Publisher: Maaal International Media Company
License: 465734
We looked at the constraints that hindered the Kingdom’s human resources training sector’s ability to supply the economy with competent workers in the first half of this study.
Who is to blame for the economic waste caused by the sector’s unwillingness to develop the human capacities required to support economic growth and the development of public and private facilities?
The training centers and the official entities organizing the sector, the two main actors influencing the given training services and their quality, bear responsibility for the sector’s ineffectiveness non varied degrees.
The reduction in the sector’s performance and efficacy is largely attributable to training centers. Curricula, knowledge, and effective human resource development methods are still lacking in many of these institutions. Organizations that prioritize “profit maximization” over quality and up-to-date courses. Its activities are defined by the following characteristics:
First, the low quality of curricula and training materials, as well as their lack of current scientific aspects. Curricula were developed to develop human resources in accordance with the needs of a previous stage of growth, which no longer correspond to current intellectual and technical developments, as well as administrative and institutional progress in the Kingdom.

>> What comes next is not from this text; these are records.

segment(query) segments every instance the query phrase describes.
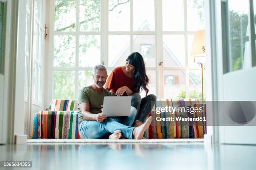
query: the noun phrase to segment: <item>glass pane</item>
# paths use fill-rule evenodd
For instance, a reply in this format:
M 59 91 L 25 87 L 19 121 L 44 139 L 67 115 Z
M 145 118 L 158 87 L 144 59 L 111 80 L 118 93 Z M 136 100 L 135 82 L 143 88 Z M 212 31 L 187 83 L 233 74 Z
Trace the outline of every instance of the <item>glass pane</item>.
M 146 67 L 156 67 L 155 35 L 134 35 L 133 51 L 137 51 L 143 57 Z
M 93 84 L 92 71 L 91 70 L 79 71 L 78 77 L 78 90 L 84 87 Z
M 184 66 L 184 35 L 163 35 L 163 40 L 164 66 Z
M 27 14 L 26 18 L 26 35 L 25 37 L 26 42 L 26 52 L 29 53 L 29 35 L 30 30 L 30 15 Z
M 248 2 L 246 1 L 228 1 L 228 18 L 230 28 L 228 38 L 230 71 L 241 69 L 246 66 L 246 65 L 248 64 L 248 59 L 251 57 L 249 54 L 250 26 L 248 22 Z M 251 64 L 249 67 L 251 65 Z
M 149 79 L 148 87 L 148 88 L 149 90 L 148 95 L 153 94 L 156 95 L 156 71 L 146 70 L 146 74 Z M 141 98 L 146 96 L 146 92 L 143 90 L 140 93 Z
M 133 30 L 155 30 L 154 0 L 133 0 Z M 141 11 L 143 11 L 142 12 Z
M 186 98 L 185 70 L 164 70 L 164 98 Z
M 56 0 L 54 27 L 56 31 L 74 31 L 76 0 Z
M 130 0 L 109 0 L 108 5 L 109 30 L 130 30 Z
M 41 67 L 38 67 L 38 75 L 37 77 L 37 81 L 38 81 L 38 85 L 37 85 L 37 86 L 38 86 L 38 89 L 37 89 L 37 101 L 39 101 L 39 102 L 41 102 L 41 78 L 42 77 L 41 75 Z
M 163 30 L 184 30 L 183 1 L 163 0 Z
M 54 72 L 54 99 L 74 99 L 74 71 Z
M 108 41 L 108 65 L 116 67 L 125 65 L 131 54 L 130 35 L 109 35 Z
M 206 72 L 203 71 L 204 77 L 204 101 L 206 97 Z M 189 70 L 189 98 L 202 100 L 202 71 L 200 70 Z
M 54 67 L 74 67 L 75 60 L 74 35 L 54 36 Z
M 79 23 L 81 31 L 100 31 L 100 0 L 80 0 Z
M 37 46 L 38 43 L 38 25 L 35 22 L 33 37 L 33 57 L 38 59 Z
M 204 0 L 187 0 L 187 30 L 197 31 L 205 29 Z
M 79 66 L 93 67 L 100 63 L 100 35 L 81 35 Z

A vast number of centers provide identical and replicated curricula that are lacking in originality, quality, and modernity, and their departments are not attempting to develop their own advanced training content.
Second, the trainers’ skills and theoretical and practical expertise are limited. There is an abundance of inexperienced and unqualified trainers who lack theoretical understanding, practical experience, and abilities.

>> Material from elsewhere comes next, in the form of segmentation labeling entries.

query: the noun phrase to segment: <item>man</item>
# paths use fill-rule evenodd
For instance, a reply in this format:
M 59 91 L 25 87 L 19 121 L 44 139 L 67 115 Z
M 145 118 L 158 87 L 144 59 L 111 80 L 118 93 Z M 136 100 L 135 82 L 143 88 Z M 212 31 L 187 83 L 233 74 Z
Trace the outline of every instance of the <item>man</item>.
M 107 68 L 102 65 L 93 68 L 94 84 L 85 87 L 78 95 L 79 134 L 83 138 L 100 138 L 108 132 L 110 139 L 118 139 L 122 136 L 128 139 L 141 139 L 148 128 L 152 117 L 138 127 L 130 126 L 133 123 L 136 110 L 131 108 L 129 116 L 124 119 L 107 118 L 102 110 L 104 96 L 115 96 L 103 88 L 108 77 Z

Most trainers provide a variety of materials and are happy to provide any purchased material regardless of their subject competence. In training centers, there is a widespread disregard for the trainer’s quality. It is notable that, in general, the centers continue to overlook the national expertise of specialists (retired) who have left senior administrative positions in the public and private sectors.
Third, the training centers lack a developmental action plan and strategy that satisfies the needs of future human resource development plans as well as programs for establishing public and private enterprise administrative structures.

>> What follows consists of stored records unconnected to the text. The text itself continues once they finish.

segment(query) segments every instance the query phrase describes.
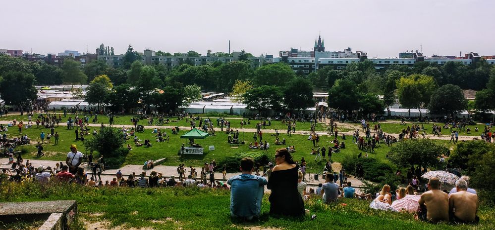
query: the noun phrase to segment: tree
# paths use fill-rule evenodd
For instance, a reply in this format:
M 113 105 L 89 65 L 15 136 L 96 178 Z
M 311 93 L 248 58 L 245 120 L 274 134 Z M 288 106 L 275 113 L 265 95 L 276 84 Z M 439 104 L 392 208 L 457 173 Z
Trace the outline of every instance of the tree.
M 186 85 L 184 87 L 184 94 L 188 103 L 197 102 L 201 99 L 201 87 L 196 84 Z
M 262 85 L 248 90 L 244 97 L 247 108 L 263 114 L 269 110 L 275 112 L 280 110 L 283 93 L 280 88 L 275 85 Z
M 201 54 L 195 51 L 194 50 L 189 50 L 187 51 L 187 56 L 188 57 L 201 57 Z
M 71 59 L 65 59 L 62 65 L 62 79 L 64 83 L 86 84 L 88 77 L 81 70 L 81 63 Z
M 430 114 L 454 115 L 466 110 L 467 100 L 460 87 L 447 84 L 435 90 L 428 108 Z
M 136 61 L 133 62 L 131 69 L 127 72 L 127 82 L 131 85 L 136 85 L 141 77 L 142 69 L 143 63 L 141 62 Z
M 127 75 L 121 69 L 109 68 L 105 70 L 104 74 L 109 77 L 114 85 L 119 85 L 127 81 Z
M 114 111 L 130 111 L 137 107 L 139 95 L 135 89 L 130 89 L 131 85 L 122 84 L 114 87 L 109 93 L 107 103 Z
M 239 61 L 247 61 L 248 59 L 253 57 L 253 55 L 246 52 L 244 50 L 241 50 L 241 53 L 239 55 Z
M 108 101 L 109 95 L 113 86 L 106 75 L 97 76 L 86 88 L 86 100 L 90 104 L 100 105 Z
M 45 62 L 40 62 L 40 68 L 34 73 L 36 82 L 41 85 L 62 83 L 62 70 L 59 68 Z
M 253 88 L 253 85 L 248 80 L 236 80 L 234 86 L 232 87 L 230 96 L 233 98 L 232 101 L 241 103 L 244 101 L 244 95 L 250 89 Z
M 396 82 L 397 95 L 402 106 L 409 109 L 420 109 L 428 106 L 430 99 L 437 88 L 433 77 L 426 75 L 414 74 L 401 77 Z M 420 115 L 421 116 L 421 111 Z
M 103 84 L 92 82 L 86 89 L 85 98 L 89 104 L 97 105 L 99 111 L 100 105 L 108 100 L 109 92 L 109 89 Z
M 297 77 L 284 90 L 283 104 L 291 111 L 306 109 L 315 105 L 313 84 L 307 79 Z
M 460 142 L 455 146 L 454 151 L 449 156 L 448 163 L 452 168 L 460 168 L 463 170 L 473 172 L 476 169 L 476 167 L 469 167 L 470 164 L 473 164 L 469 163 L 473 156 L 484 155 L 491 152 L 495 152 L 495 147 L 485 141 Z
M 285 85 L 295 78 L 296 76 L 286 63 L 278 63 L 267 65 L 256 69 L 253 77 L 253 83 L 255 85 Z
M 395 82 L 401 77 L 406 76 L 405 72 L 394 69 L 387 70 L 382 81 L 382 91 L 384 94 L 384 103 L 390 106 L 395 103 L 395 91 L 397 88 Z
M 158 50 L 158 51 L 155 53 L 155 54 L 157 56 L 172 56 L 172 54 L 168 52 L 165 53 L 162 50 Z
M 127 47 L 127 51 L 125 51 L 123 60 L 124 69 L 126 70 L 128 70 L 129 68 L 131 68 L 131 65 L 134 62 L 136 61 L 141 61 L 141 56 L 137 53 L 137 52 L 134 51 L 130 44 L 129 44 L 129 47 Z
M 363 115 L 368 117 L 373 114 L 377 115 L 383 114 L 385 109 L 382 101 L 374 94 L 366 94 L 362 95 L 359 98 L 359 104 Z
M 0 95 L 7 105 L 21 106 L 36 99 L 34 76 L 29 72 L 12 71 L 0 80 Z
M 329 91 L 329 107 L 348 111 L 359 109 L 358 99 L 359 95 L 354 81 L 349 79 L 337 80 Z
M 155 92 L 152 97 L 154 104 L 162 112 L 175 112 L 183 105 L 185 99 L 184 89 L 182 84 L 175 82 L 165 86 L 163 93 Z
M 236 82 L 251 79 L 253 70 L 247 62 L 231 62 L 223 64 L 215 69 L 218 91 L 229 92 Z M 250 83 L 252 83 L 250 81 Z
M 20 57 L 12 57 L 0 54 L 0 76 L 5 76 L 10 72 L 31 73 L 31 66 Z
M 398 167 L 434 168 L 439 165 L 438 158 L 447 153 L 447 149 L 441 144 L 428 139 L 410 139 L 394 144 L 387 158 Z
M 122 135 L 119 129 L 103 127 L 97 134 L 84 141 L 84 147 L 88 151 L 97 151 L 107 157 L 118 156 L 116 150 L 125 142 Z
M 94 60 L 86 64 L 83 68 L 83 72 L 88 76 L 88 80 L 91 82 L 96 76 L 104 74 L 108 68 L 108 64 L 105 60 Z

The government organizations responsible for regulating the administrative training sector, as well as licensing and monitoring the centers, are partly to blame for the sector’s apprehension.
We must refer to the efforts made by the relevant authorities in creating and regulating the sector, such as defining standards for licensing training facilities and licensing requirements, to be objective. However, due to a lack of modern worldwide scientific standards in licensing centers and the adoption of curricula, they were unable to construct an effective and developed industry for a variety of reasons.
Instead, concentrate on the standard administrative requirements.
Improving the performance of the administrative training sector, increasing its contribution to the development of the economy and society, and reaching the sector’s desired function will necessitate extraordinary efforts from the training institutes and government agencies that organize it.
To stay in the advanced competitive cycle, training centers in the Kingdom must expand their operations in the following ways:
1. Shifting from traditional training centers to (factories) for national leadership minds, as well as advanced institutes to prepare qualified teams capable of continuing construction operations, and to become a national partner in developing the workforce in public and private sector institutions, as well as preparing national human capabilities capable of performing social and economic development programs.
2. Adopting a work strategy based on a long-term vision, updating the lexicon of its training programs, implementing programs that match the demands of the national workforce, and implementing social and economic transformation programs.
3. Providing innovative, effective training curricula that meet international standards and are based on the most important applied skills, expanding the private sector’s activity, and developing the capabilities of the centers and their training programs in a radical and harmonious manner with the requirements of national development plans.
4. Developing training capabilities, hiring prestigious competent trainers with extensive expertise, and avoiding standard ready-made program providers.
In turn, the bodies in charge of regulating the sector must enhance the sector’s performance, modernize it, and implement qualitative radical changes, the most essential of which are:
1. Develop a comprehensive strategy plan for the sector’s progress and modernization, taking into account both quantitative and qualitative human resource requirements now and in the future.
2. Creating conditions for training centers to be licensed, as well as approving training programs and trainers that meet worldwide quality and standards.
The sector’s success is determined on its capacity to meet labor market needs and requirements for competent and efficient human resources. As previously said, this will necessitate the initiative of the various components of the human resources training sector to update their work environments.
Training facilities that rely on the previous stage’s results and continue to offer traditional programs that have accumulated dust over time can no longer guarantee them to be effective competitive aspects. The creation of current training programs that satisfy the needs of human capacity development at the present and future stages, as well as their continual updating, are required for the success of training centers and the sustainability of their activities.
As a result, the centers must make one of two difficult decisions. Either stick with the current strategy and be OK with offering old, out-of-date ideas, or exit the market. Alternatively, it might become a (factory) for national brains, empowering future leaders and providing sophisticated qualitative programs that focus on providing solutions to present and future stage concerns.